Co do cyca, to musi być i koniec.
Przytulnie nie wystarcza. Ostatnio musi trzymać cyca nawet godzinę nie ruszając prawie ustami. Przy poprzednich ząbkach też tak miał.
U nas też pełno śniegu, nawet wózkiem nie idzie wyjechać. Do tego średnie powietrze. Mało wychodzimy przez to. Mam nadzieję, że nasz wyjazd na początek lutego dojdzie do skutku, bo zapowiadają mega mrozy.Wiadomość wyedytowana przez autora: 11 stycznia 2019, 01:03
-
Hej.
U nas też zębowa masakra. Łucji idą 4 zęby na raz.
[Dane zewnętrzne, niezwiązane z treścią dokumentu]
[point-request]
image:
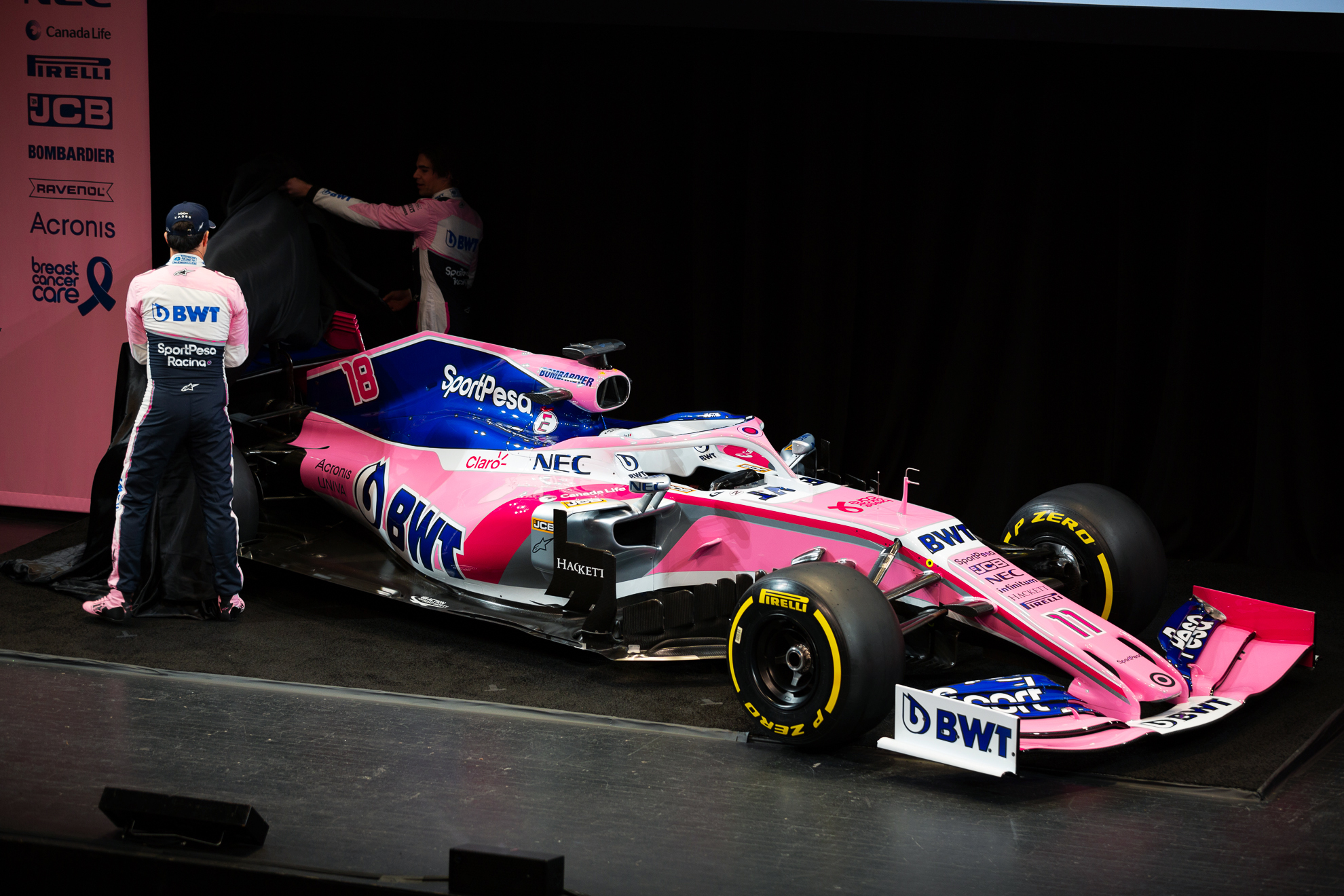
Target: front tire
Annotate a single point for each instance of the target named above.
(1117, 550)
(815, 653)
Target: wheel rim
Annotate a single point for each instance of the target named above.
(785, 662)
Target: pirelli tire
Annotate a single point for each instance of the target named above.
(815, 653)
(1117, 548)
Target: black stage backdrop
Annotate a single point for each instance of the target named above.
(1011, 265)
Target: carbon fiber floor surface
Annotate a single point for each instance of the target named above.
(299, 629)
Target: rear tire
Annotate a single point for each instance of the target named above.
(1119, 551)
(815, 653)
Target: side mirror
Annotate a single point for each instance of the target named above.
(799, 449)
(655, 487)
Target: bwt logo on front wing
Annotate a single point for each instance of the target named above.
(54, 111)
(60, 282)
(67, 67)
(93, 191)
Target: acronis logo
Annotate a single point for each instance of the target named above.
(189, 314)
(463, 242)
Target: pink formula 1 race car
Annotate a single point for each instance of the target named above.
(492, 483)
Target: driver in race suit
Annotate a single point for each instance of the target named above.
(187, 324)
(448, 236)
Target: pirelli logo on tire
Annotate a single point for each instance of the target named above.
(783, 599)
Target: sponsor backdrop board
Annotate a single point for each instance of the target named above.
(78, 227)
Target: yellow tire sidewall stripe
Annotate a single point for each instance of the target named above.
(835, 660)
(733, 631)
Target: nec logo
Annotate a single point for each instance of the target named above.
(198, 314)
(53, 111)
(81, 67)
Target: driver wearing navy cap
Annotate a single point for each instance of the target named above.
(189, 324)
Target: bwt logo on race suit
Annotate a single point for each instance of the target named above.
(54, 111)
(96, 191)
(60, 282)
(463, 242)
(198, 314)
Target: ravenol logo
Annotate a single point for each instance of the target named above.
(198, 314)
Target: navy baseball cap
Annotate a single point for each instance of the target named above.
(193, 212)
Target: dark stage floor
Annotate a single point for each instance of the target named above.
(299, 629)
(370, 785)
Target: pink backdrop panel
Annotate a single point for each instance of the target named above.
(77, 227)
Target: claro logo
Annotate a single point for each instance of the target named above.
(60, 282)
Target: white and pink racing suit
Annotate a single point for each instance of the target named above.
(448, 236)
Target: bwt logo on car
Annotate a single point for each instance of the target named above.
(54, 111)
(198, 314)
(953, 727)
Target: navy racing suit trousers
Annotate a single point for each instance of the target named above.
(179, 411)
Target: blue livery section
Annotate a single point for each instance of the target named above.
(1024, 696)
(1184, 636)
(437, 394)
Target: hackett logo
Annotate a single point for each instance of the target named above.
(56, 111)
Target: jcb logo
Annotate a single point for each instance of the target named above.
(52, 111)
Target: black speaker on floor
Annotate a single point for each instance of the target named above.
(495, 871)
(166, 819)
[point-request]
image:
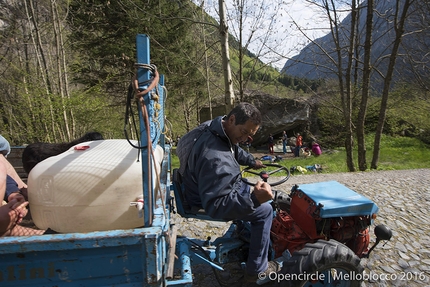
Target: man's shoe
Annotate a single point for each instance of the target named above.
(272, 267)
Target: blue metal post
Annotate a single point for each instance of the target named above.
(143, 76)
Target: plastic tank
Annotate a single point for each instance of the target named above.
(89, 188)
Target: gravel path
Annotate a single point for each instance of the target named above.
(403, 198)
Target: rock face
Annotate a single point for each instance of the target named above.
(278, 115)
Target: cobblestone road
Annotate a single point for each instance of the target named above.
(403, 198)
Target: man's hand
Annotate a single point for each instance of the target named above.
(263, 191)
(12, 214)
(16, 195)
(258, 164)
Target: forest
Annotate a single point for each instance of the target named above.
(67, 66)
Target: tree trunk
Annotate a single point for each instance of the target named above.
(223, 30)
(399, 27)
(362, 163)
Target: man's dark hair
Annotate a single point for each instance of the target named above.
(244, 112)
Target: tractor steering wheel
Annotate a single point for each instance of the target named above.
(264, 175)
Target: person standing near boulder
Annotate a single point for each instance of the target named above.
(299, 143)
(284, 142)
(270, 144)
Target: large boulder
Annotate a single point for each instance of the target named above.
(279, 114)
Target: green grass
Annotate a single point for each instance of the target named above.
(396, 153)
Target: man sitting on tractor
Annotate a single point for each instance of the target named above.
(210, 160)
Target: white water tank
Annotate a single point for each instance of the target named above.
(89, 188)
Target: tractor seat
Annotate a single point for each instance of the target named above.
(182, 206)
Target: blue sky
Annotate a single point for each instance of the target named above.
(280, 31)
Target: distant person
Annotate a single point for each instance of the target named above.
(248, 142)
(14, 205)
(299, 144)
(316, 149)
(284, 142)
(270, 144)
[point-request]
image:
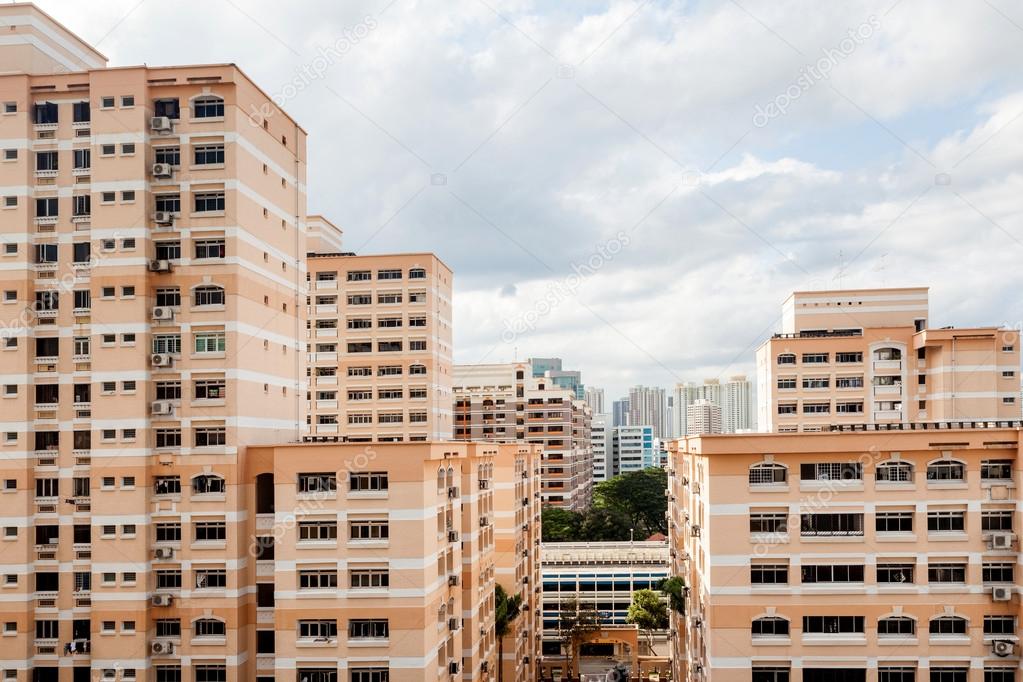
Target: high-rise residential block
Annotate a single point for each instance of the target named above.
(882, 555)
(380, 347)
(868, 356)
(703, 416)
(501, 402)
(648, 405)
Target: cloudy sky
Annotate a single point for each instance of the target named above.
(636, 185)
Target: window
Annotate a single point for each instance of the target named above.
(949, 520)
(832, 574)
(947, 625)
(210, 248)
(996, 469)
(896, 626)
(210, 436)
(210, 531)
(317, 483)
(895, 573)
(831, 525)
(318, 530)
(831, 471)
(211, 342)
(773, 521)
(999, 625)
(368, 629)
(208, 154)
(946, 469)
(946, 573)
(367, 482)
(169, 155)
(368, 530)
(209, 627)
(368, 578)
(769, 626)
(208, 107)
(317, 579)
(833, 625)
(211, 579)
(894, 471)
(209, 201)
(769, 574)
(997, 572)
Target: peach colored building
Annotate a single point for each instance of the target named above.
(379, 334)
(503, 402)
(878, 555)
(868, 356)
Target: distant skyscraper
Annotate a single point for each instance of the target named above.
(703, 416)
(594, 397)
(648, 406)
(735, 397)
(620, 412)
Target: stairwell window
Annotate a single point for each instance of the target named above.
(208, 107)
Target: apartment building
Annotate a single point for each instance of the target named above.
(151, 276)
(881, 555)
(703, 416)
(380, 345)
(503, 402)
(869, 356)
(517, 554)
(648, 405)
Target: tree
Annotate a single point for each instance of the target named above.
(648, 611)
(574, 622)
(674, 587)
(560, 525)
(506, 609)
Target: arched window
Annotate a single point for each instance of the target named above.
(894, 471)
(209, 294)
(946, 469)
(208, 106)
(209, 627)
(770, 626)
(948, 625)
(896, 626)
(208, 484)
(767, 473)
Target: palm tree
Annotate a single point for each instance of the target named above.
(506, 609)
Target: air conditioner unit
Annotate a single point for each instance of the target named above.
(1001, 541)
(163, 313)
(162, 360)
(1002, 593)
(162, 407)
(162, 599)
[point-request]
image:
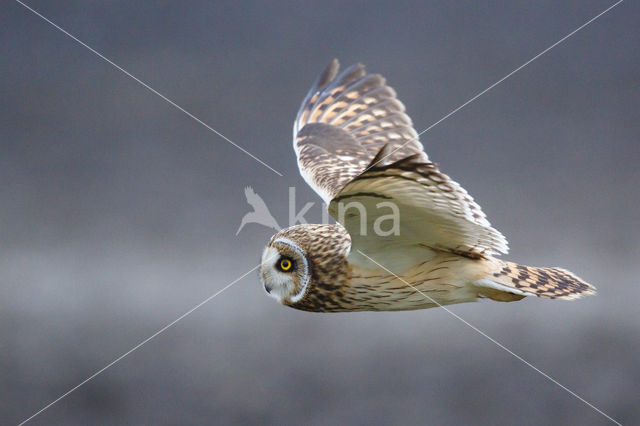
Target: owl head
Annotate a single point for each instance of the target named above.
(297, 258)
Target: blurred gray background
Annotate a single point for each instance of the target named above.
(118, 212)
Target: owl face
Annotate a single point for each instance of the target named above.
(284, 270)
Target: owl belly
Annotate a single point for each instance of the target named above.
(442, 280)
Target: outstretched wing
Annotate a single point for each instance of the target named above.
(343, 123)
(346, 125)
(426, 207)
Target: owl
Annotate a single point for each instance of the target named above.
(357, 148)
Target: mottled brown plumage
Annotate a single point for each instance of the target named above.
(357, 148)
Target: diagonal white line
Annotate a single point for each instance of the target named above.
(500, 345)
(500, 81)
(138, 346)
(145, 85)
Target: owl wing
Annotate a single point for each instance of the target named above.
(410, 205)
(343, 123)
(356, 147)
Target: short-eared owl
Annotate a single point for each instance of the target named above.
(357, 148)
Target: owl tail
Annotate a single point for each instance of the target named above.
(509, 281)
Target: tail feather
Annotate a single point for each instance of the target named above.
(549, 283)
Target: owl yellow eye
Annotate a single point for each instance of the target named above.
(285, 264)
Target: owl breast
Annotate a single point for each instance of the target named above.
(442, 280)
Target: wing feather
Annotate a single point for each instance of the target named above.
(349, 121)
(363, 114)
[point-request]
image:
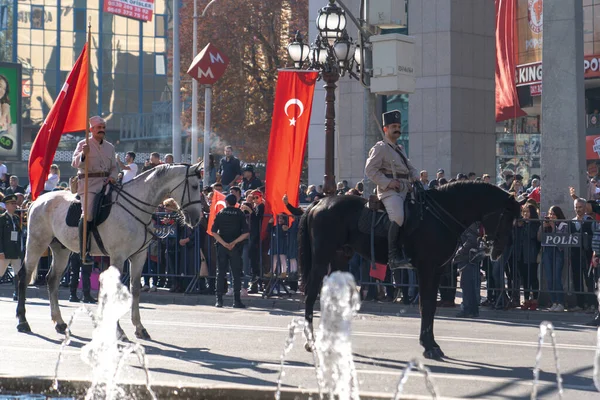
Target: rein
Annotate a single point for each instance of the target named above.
(132, 200)
(437, 210)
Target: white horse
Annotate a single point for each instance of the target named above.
(125, 234)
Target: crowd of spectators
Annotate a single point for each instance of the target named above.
(528, 276)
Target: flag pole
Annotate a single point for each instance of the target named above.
(87, 142)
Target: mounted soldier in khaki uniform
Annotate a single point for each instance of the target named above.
(391, 170)
(102, 168)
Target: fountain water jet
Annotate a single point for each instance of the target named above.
(418, 365)
(339, 304)
(597, 356)
(546, 327)
(106, 353)
(289, 344)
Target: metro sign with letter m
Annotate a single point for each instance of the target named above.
(209, 65)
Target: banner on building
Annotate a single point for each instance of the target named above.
(530, 20)
(10, 111)
(137, 9)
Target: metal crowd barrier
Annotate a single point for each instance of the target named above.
(556, 263)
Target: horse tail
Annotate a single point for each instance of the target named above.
(304, 245)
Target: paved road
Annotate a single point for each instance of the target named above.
(489, 358)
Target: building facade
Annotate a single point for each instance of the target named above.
(449, 121)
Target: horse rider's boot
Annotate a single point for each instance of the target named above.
(237, 301)
(87, 298)
(73, 297)
(85, 258)
(396, 257)
(595, 321)
(219, 303)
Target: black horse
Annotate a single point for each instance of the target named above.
(329, 233)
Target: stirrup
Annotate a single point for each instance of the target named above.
(400, 262)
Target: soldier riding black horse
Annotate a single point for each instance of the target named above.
(330, 227)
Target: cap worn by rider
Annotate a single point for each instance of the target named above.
(96, 120)
(392, 117)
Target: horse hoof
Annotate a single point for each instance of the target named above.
(143, 334)
(123, 338)
(434, 354)
(61, 328)
(23, 327)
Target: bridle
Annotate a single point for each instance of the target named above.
(442, 215)
(186, 188)
(140, 204)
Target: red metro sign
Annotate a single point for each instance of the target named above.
(209, 65)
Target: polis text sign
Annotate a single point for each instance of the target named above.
(209, 65)
(558, 239)
(136, 9)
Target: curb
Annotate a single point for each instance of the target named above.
(78, 388)
(296, 304)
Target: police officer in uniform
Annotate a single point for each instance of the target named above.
(391, 170)
(230, 230)
(102, 168)
(11, 237)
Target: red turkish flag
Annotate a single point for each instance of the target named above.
(507, 100)
(289, 131)
(68, 114)
(216, 205)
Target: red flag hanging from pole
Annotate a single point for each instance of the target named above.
(507, 100)
(217, 204)
(68, 114)
(287, 143)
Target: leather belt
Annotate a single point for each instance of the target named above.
(398, 176)
(94, 175)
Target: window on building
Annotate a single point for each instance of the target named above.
(79, 20)
(160, 64)
(37, 17)
(3, 18)
(161, 25)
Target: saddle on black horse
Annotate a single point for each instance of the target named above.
(100, 210)
(374, 219)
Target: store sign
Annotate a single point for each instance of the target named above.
(137, 9)
(531, 74)
(592, 147)
(591, 66)
(26, 87)
(535, 90)
(558, 239)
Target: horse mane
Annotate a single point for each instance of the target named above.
(159, 171)
(469, 187)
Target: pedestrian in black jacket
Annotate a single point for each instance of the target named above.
(230, 230)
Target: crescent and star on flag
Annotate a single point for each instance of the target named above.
(289, 104)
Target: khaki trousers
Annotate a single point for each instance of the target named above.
(394, 205)
(94, 187)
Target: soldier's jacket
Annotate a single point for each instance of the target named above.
(384, 160)
(12, 249)
(101, 158)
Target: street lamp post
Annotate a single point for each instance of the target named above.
(333, 54)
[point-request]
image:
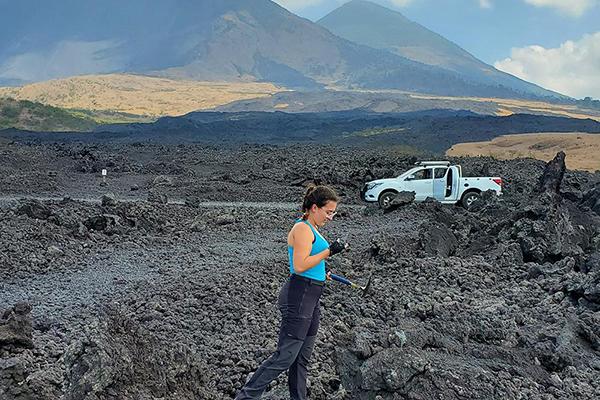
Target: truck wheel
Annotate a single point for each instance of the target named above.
(469, 198)
(385, 198)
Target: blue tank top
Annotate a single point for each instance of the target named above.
(318, 271)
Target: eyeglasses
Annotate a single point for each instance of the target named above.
(330, 213)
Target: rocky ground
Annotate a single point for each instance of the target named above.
(166, 288)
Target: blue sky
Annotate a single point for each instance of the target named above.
(555, 43)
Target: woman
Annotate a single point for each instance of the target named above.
(299, 297)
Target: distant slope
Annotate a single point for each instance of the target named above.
(373, 25)
(139, 95)
(32, 116)
(214, 40)
(582, 149)
(398, 102)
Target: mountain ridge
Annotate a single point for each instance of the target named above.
(235, 40)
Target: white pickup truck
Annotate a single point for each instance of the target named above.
(435, 179)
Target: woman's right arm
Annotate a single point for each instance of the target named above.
(302, 243)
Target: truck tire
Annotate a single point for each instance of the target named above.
(385, 198)
(469, 198)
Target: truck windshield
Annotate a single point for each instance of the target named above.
(426, 173)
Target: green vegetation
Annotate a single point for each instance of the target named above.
(110, 117)
(27, 115)
(37, 117)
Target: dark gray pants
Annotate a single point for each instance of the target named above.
(300, 312)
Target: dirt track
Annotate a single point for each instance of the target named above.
(142, 299)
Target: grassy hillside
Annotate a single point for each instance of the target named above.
(27, 115)
(151, 97)
(582, 149)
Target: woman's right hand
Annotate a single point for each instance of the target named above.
(337, 247)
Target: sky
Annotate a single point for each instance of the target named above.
(554, 43)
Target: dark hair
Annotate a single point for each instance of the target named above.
(318, 195)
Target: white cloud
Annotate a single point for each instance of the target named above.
(574, 8)
(65, 58)
(296, 5)
(572, 69)
(401, 3)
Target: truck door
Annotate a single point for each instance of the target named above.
(452, 177)
(439, 183)
(420, 182)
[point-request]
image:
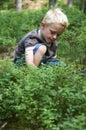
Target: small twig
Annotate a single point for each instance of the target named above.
(3, 125)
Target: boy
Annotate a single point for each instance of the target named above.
(39, 46)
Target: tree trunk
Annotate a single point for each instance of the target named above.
(70, 3)
(18, 5)
(52, 2)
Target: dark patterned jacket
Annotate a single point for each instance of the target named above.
(31, 39)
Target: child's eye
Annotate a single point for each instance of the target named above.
(54, 33)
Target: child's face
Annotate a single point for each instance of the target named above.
(51, 32)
Wczoraj wieczorem był armagedon i z tego co zaglądałam jedna gorna dwójka przebije się lada dzień. Aż wczoraj o 20 podałam pedicitamol ale niewiele to pomogło bo spała do 22 a potem pierdyliard pobudek i płacz.
W nocy tylko jedno karmienie, zamiast cyca dawałam wodę z bidonu i smoka ale cała noc nie przespana tylko przepłakana.
Wczoraj Zuzia zaszczepiona a Łucja nie.
Także Zuzia ma spokój ze szczepieniami na długi czas a Łucja kolejna próba za 2 tygodnie. -
Masakra:/do 4 obudzil sie ze trzy razy i o dziwo nie dopominal sie cycania,nie plakal tylko po chwili zasypial.Po 4 pobudki co 10 min milion razy;/jeezcze starszej corce cos sie umyslilo i przychodzi do nas kolo polnocy.Mamy lozko 160 cm wiec nie za wiele miejsca dla nas zostaje.Jednym slowem noc do bani a ja na 9.30 ide do pracy i wracam dopiero po 23.. najchetniej przespala bym caly dzien.
-
Makasa... wspolczuje... a jaka temperatura jest przy Waszym zabkowaniu?